Pediatrician, writer, and medical school professor Aaron Carroll MD discusses the evidence that Medicaid has a large positive return on investment.
If you’re still young and healthy — just you wait — you might be among the people who get Medicare and Medicaid confused. Medicare pays some of the cost of medical care for people 65 and older and for people with serious kidney disease. (In the U.S., I mean; in Canada it’s for everybody, and similar terms are used in other countries, but I digress.)
Medicaid is for very low-income people and for elderly persons in nursing homes who have no other way to pay for it. In fact, most Medicaid spending, like almost all Medicare spending, goes to services for the elderly, so there’s overlap between the programs.

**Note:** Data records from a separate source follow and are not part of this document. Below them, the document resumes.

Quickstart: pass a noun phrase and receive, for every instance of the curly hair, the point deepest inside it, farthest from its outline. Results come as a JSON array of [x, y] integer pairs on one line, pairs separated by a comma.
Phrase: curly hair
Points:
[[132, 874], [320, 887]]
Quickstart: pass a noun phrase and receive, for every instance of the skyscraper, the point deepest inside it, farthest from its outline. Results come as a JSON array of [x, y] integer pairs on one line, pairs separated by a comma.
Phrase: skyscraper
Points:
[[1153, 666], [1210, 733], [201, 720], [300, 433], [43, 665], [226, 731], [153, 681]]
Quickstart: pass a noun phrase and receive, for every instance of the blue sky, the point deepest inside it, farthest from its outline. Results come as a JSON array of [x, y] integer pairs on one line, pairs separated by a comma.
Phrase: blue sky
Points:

Medicare is financed by federal taxes and partly by premiums paid by the insured. Medicaid is a joint federal-state program with eligibility rules and benefits that vary state by state. The Affordable Care Act expanded Medicaid eligibility so that, for example, low-income people without dependent children could get coverage (which was not the case in many states). The additional cost of expanded Medicaid are paid almost entirely by the federal government, with states contributing at most ten percent.
However, a questionable Supreme Court decision held that states not wishing to follow the new rules could keep following the old ones even thought the law had changed. The result is that in 19 states many impoverished people have no way to pay for medical bills. Depending on their condition they go without care or they get hospital care that they don’t pay for, which means the losses are passed through to the rest of us in the form of higher hospital bills or picked up by the state government. In practice, states that refuse to expand Medicaid are actually losing money, which is why a series of anti-Obamacare Republican governors and legislatures have come around to grudgingly accept Medicaid expansion.